Dowd is right, wrong on 700 MHz stance
Charles Dowd, the deputy chief of the New York City Police Department in charge of its communications networks, wants the FCC to abandon its plan for a nationwide wireless broadband network that would be shared by commercial operators and first responders. Instead, he wants the FCC, with Congress’s blessing, to give local government entities public safety’s 10 MHz of spectrum in the band and the 10 MHz of commercial D Block spectrum—currently set to be paired with the public safety airwaves to form the spectral backbone for the shared network—so NYC can build its own whiz-bang network. Dowd isn’t alone, as major cities across the country are lining up in support of this idea. Dowd and his compatriots couldn’t be more right in their thinking. And they couldn’t be more wrong.

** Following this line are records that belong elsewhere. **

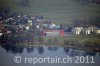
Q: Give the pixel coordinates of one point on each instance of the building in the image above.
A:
(52, 33)
(77, 30)
(98, 31)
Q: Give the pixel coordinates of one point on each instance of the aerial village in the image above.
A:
(14, 25)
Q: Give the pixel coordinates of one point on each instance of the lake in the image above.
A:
(11, 55)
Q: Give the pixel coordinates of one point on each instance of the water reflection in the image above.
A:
(52, 48)
(30, 49)
(13, 49)
(40, 50)
(75, 52)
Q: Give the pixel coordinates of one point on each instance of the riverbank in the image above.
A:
(83, 42)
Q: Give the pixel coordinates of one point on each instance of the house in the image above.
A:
(52, 33)
(98, 31)
(77, 30)
(88, 32)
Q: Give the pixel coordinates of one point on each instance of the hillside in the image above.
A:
(59, 11)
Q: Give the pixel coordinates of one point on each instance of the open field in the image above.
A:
(59, 11)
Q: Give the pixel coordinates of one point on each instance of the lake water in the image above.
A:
(26, 54)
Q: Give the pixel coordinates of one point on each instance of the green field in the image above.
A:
(59, 11)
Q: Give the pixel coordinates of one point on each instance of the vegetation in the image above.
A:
(59, 11)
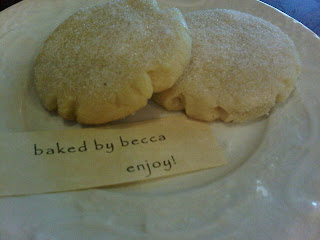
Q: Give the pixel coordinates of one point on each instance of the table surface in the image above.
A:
(305, 11)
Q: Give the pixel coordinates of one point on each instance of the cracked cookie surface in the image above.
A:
(240, 67)
(103, 63)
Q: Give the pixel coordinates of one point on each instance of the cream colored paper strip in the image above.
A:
(52, 161)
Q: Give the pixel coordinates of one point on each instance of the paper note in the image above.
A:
(53, 161)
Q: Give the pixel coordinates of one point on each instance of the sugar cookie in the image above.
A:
(240, 67)
(103, 63)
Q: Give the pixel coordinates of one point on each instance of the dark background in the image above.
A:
(305, 11)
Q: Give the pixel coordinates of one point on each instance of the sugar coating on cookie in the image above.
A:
(240, 67)
(103, 63)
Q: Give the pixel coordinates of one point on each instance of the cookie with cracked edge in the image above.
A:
(103, 63)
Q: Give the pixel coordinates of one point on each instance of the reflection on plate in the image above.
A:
(269, 189)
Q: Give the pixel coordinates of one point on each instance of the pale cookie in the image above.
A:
(103, 63)
(240, 67)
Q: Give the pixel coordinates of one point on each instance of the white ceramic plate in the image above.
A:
(269, 190)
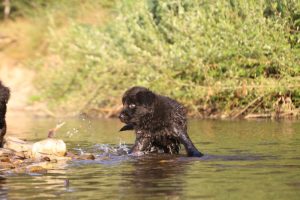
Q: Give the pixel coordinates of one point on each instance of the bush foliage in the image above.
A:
(213, 56)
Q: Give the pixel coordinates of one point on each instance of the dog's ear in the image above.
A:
(145, 97)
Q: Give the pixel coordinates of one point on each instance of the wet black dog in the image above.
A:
(4, 96)
(159, 122)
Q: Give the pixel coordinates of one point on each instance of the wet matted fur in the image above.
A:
(4, 96)
(159, 122)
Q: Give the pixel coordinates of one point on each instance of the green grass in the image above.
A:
(213, 56)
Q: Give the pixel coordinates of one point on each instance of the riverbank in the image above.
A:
(238, 60)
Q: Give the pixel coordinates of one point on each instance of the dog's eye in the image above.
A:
(131, 106)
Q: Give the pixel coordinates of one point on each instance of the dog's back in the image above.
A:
(4, 96)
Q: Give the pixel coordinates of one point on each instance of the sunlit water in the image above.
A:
(243, 160)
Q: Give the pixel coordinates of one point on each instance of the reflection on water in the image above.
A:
(244, 160)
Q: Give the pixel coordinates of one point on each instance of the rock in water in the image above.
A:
(17, 144)
(49, 147)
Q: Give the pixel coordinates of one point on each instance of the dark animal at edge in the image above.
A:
(159, 122)
(4, 96)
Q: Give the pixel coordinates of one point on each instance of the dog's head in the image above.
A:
(138, 106)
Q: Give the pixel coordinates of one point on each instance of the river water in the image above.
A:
(243, 160)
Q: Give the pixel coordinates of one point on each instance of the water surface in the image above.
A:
(243, 160)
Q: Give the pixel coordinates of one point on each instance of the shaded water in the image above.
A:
(244, 160)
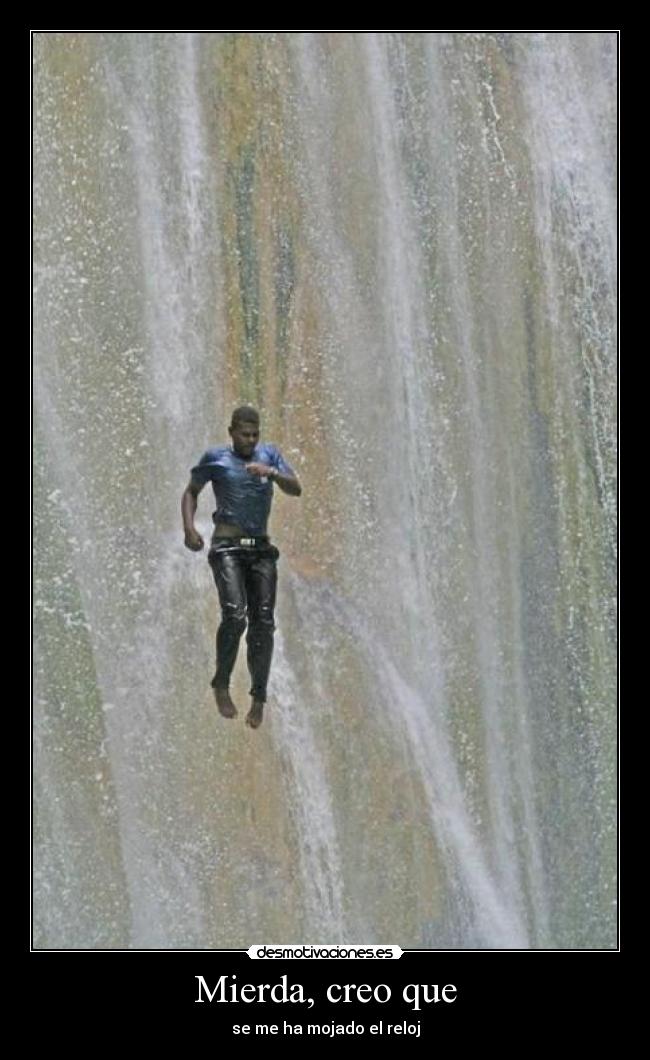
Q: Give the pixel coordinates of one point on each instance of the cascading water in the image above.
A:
(402, 248)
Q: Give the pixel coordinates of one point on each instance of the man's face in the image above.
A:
(245, 437)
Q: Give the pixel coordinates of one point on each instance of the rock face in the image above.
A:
(402, 249)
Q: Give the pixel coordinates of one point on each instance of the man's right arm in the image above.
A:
(188, 508)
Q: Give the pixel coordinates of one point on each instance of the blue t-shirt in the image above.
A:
(242, 499)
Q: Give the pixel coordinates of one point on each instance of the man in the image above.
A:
(241, 555)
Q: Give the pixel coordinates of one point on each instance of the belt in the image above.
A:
(241, 542)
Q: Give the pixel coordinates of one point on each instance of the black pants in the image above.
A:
(246, 580)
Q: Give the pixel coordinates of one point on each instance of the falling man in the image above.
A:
(241, 555)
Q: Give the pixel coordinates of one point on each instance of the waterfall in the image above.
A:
(402, 248)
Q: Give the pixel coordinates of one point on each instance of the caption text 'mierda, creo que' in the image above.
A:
(415, 994)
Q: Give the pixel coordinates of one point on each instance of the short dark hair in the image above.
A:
(245, 413)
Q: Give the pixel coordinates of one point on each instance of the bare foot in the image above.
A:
(225, 704)
(253, 718)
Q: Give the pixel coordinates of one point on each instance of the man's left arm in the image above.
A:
(288, 483)
(279, 472)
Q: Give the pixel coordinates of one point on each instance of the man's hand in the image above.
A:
(194, 541)
(262, 471)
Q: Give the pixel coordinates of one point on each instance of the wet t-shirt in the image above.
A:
(242, 499)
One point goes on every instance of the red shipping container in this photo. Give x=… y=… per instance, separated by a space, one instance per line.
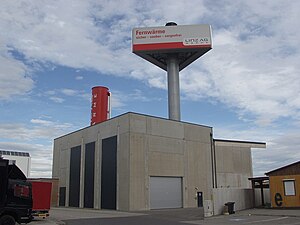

I’ve always believed that simpler is better. Given that, I’ve always thought that the FCC’s plan for the buildout of the network is much too complicated. It’s likely that no national licensee will step forward to claim the commercial spectrum, which means that the buildout would be left to regional licensees that will have widely varying resources and aptitudes to lend to the project. Chaos would ensue if any of those licensees prove to be incapable. Even if a national licensee emerged, the performance and preemptive-access requirements that would be placed upon the commercial operator(s) in this shared-network arrangement are equally vexing and, perhaps, deal-breakers.
So, Dowd is correct in the notion that it would be simpler and better for public-safety agencies to build out their own advanced broadband networks, and gaining full access to the 20 MHz of 700 MHz spectrum that became available as a result of the digital television transition would make that more realistic. I have written several times since Cyren Call’s Morgan O’Brien first floated the idea of a shared network nearly three years ago that not only should public safety build the network to its needs, Congress should fund the estimated $20 billion project and forget about the unprecedented public/private model. This is the U.S.—the money can be found. It’s all a matter of priority, and Congress should be looking at the proposed nationwide first responder broadband communications network as it once did the interstate highway system, which not only sparked a transportation boom and changed how people and goods move about the country, but it benefited both urban and rural areas.
But that’s not going to happen, especially not in this economic climate. And that’s where Dowd’s notion unravels. Sure, New York and other major cities might have the wherewithal to build their own networks, but what about the rest of the country? What would ensue is the same “haves versus have-nots” dichotomy between agencies in the densely populated regions of the country—i.e., major metropolitan areas—and those in the sparsely populated—i.e., rural areas–that has plagued first-responder communications for decades.
To his credit, Dowd has acknowledged the challenge that the rural piece of the puzzle presents, noting that he doesn’t have a solution at the moment but would like to find a consensus answer within the public-safety community. Nevertheless, he and many of his peers appear more than willing to move forward with their own self-serving plan that likely would preclude thousands of smaller agencies from participating in the broadband future. It’s exactly the type of “me-first” parochial thinking that the public-safety sector as a whole needs to abandon if it’s going to bring its communications infrastructure into the 21st century.
Instead of lobbying to serve their own interests, I’d like to see officials from the major cities lean on Congress to fund a public-safety buildout of this vital network, even if it would cost twice as much as current estimates. Sooner or later—perhaps in as little as three years—the U.S. will pull its troops out of Iraq, which would free up the $12 billion per month taxpayers currently are spending on the war effort. Apply the savings to the network buildout, and the project would be funded inside of four months.
Of course, nothing in Washington is ever that simple. But there’s really no reason that it couldn’t be, at least in this case. As in most things in life, where there’s a will, there’s a way.